独立行政法人日本学術振興会では、特別研究員DCが、より一層意欲的に研究に打ち込み、優れた研究成果を発信できるように、特に博士後期課程最終年次における博士論文等の成果創出に専念できるよう支援するという趣旨から、令和6年度より、特別研究員-DCの採用最終年次の在籍者のうち、採用期間中に優れた研究成果を上げ、さらなる進展が期待される者に対し、研究奨励金特別手当を支給することとしており、この度、田中優斗さん(D3) が研究奨励金特別手当の支給対象者に選出されました。
<2025.6.26>
髙木力教授が札幌第一高等学校で特別講義を行いました!
<2025.3.26>
八重樫健吾さんが令和7年度漁業懇話会奨励賞を受賞しました!
漁業懇話会では、若手研究者の育成と漁業研究の活性化のため、優れた若手研究者を褒賞する漁業懇話会奨励賞を設けています。対象は、前年度の春季および秋季大会において口頭発表またはポスター発表を行った学生等(おおむね30歳以下)とし、発表内容は研究発表部門「1. 漁業」の細目に該当する研究内容としています。今年度は、本会委員会の委員からの推薦を受け厳正な投票を経た結果、八重樫健吾さん (M2) が 受賞者に選出されました。
氏名:
八重樫 健吾
講演題目:
状態推定技術による網漁具形状制御と流体力係数推定に関する研究(令和6年度春季大会)
受賞理由:
本研究は,網漁具の形状を光学カメラで撮影するだけで,その形状から定常流下における網漁具の流体力係数(抗力係数)を状態推定技術に適用することにより推定しようとするものである。水産工学分野では網地や綱などの抗力を高精度に見積もることは設計上極めて重要であるが,実際に運用されている漁具は水中で大変形するため,一様流れの中でもどのような流体力が各部材で作用しているのか見積もることはこれまでほとんど不可能に近かったといってよい。特に変形した網地はその微少部位ごとに形状が流れ場の中で異なるため,流体力が異なるようになり,局所的な流体力係数がどのような構造となっているのか評価することは従来の方法では不可能となっていた。そこで,本研究では,ベイズの定理を基底とする状態推定技術を用いて抗力係数を網地の形状を捉えるだけで推定するというユニークなアプローチで提案していることが評価すべき特徴となっている。状態推定技術はカルマンフィルタで代表されるようなフィルタリング手法と呼ばれており,観測データを活用しながら変動する隠れた状態値(この場合は抗力係数)を推定する技術を指しており,気象予測では積極的に導入されている技法であるが,漁業生産技術に本手法を取り入れて設計上重要なパラメータである抗力係数を推定するという研究はこれまでに例がない。漁業分野においても汎用的な手法を提案する可能性がある重要な基礎研究成果としてその独創性は高く評価できる。なお,提案手法で推定される抗力係数は観測値(この場合は漁具の形状)から物理パラメータが推定されることになるので,逐次的にその条件下で最も相応しい最適解を得るという一種の制御問題として捉えることができるため,その逆問題のように所望とする流体力となる様に漁具の形状を制御することも可能となると考えられ,その応用性は極めて高いものと考える。基盤的な研究成果として本研究の価値は高いものと評価でき,今後の展開が大いに期待される。

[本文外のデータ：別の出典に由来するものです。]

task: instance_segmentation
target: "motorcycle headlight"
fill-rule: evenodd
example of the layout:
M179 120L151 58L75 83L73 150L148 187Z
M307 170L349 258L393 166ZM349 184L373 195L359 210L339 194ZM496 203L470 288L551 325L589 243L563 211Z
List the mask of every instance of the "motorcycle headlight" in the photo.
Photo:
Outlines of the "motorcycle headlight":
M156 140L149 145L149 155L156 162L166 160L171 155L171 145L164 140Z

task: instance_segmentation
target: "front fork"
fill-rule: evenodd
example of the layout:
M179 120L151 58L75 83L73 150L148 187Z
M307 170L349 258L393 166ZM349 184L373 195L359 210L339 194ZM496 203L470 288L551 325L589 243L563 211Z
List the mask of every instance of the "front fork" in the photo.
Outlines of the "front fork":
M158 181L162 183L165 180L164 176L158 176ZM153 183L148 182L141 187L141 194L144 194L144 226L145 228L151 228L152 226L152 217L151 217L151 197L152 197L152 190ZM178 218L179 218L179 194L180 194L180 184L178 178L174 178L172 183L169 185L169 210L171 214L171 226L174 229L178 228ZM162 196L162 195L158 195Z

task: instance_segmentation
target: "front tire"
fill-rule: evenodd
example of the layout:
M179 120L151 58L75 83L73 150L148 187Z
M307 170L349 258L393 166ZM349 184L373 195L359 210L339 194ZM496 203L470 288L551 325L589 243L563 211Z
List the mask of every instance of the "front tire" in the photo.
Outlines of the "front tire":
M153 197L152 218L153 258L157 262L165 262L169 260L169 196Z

https://jsfs.jp/act/commitee/jsfs-com7/gyogyokonwakai-shoreisho/
<2024.4.20>
Journal of Theoretical Biologyに掲載されました。
●尾ヒレを振らないまま流されず定位したり、他個体に追従したりする「ドラフティング」に着目。
●実際に生きた魚と翼模型を用いて魚のドラフティングを再現、魚体まわりの流れ場の解析に成功。
●魚体にかかる力が最小になるよう、流れ場に応じて最適な遊泳姿勢を選んでいた魚の機能性を解明。
北海道大学大学院水産科学院博士後期課程3年(研究当時)の江口 剛氏と同大学大学院水産科学研究院の髙木 力教授らの研究グループは、魚が尾ヒレを振らずとも推進できる「ドラフティング」についてマアジやウグイと翼模型を用いた生体実験を行い、魚が魚体まわりの流れ場の変化に伴う圧力差を利用することで魚体にかかる力を低減させるメカニズムを明らかにしました。
魚は尾ヒレを振って流体を押し出し、その反作用で推進します。ただ、例えば川の岩など構造物周辺では尾ヒレを振らず定位する様子も報告されます。これらは構造物の影となる死水域や前方の淀み域に魚が入ることで流れから受ける抗力と釣り合わせています。そのため似た個体サイズが集まる魚群内で同様の現象が起きるとは考えにくいです。
そこで本研究では魚群を想定し、魚の流線形に似た翼模型を構造物に採用しました。粒子画像流速測定法(PIV)を用いて流れ場を可視化・解析した結果、流れの剥離がほぼない状態で比較的高い流速を受ける環境下でも、翼模型近傍に生じる局所的な低圧領域を利用して魚はドラフティングを実現させていました。この仕組みは生体実験のほか、魚を再現した模型実験や数値流体力学(CFD)でも検証し、魚の能動的な遊泳姿勢の制御がなければドラフティングの維持は困難だと明らかにしています。構造物まわりの局所的な圧力差すら推進力に利用できる魚の優れた形態や、常に魚体にかかる力を最小限に留めようとする柔軟な機能性が示唆されており、魚群遊泳における遊泳時の消費エネルギー節約の仕組みを説明する一因として発展が期待できます。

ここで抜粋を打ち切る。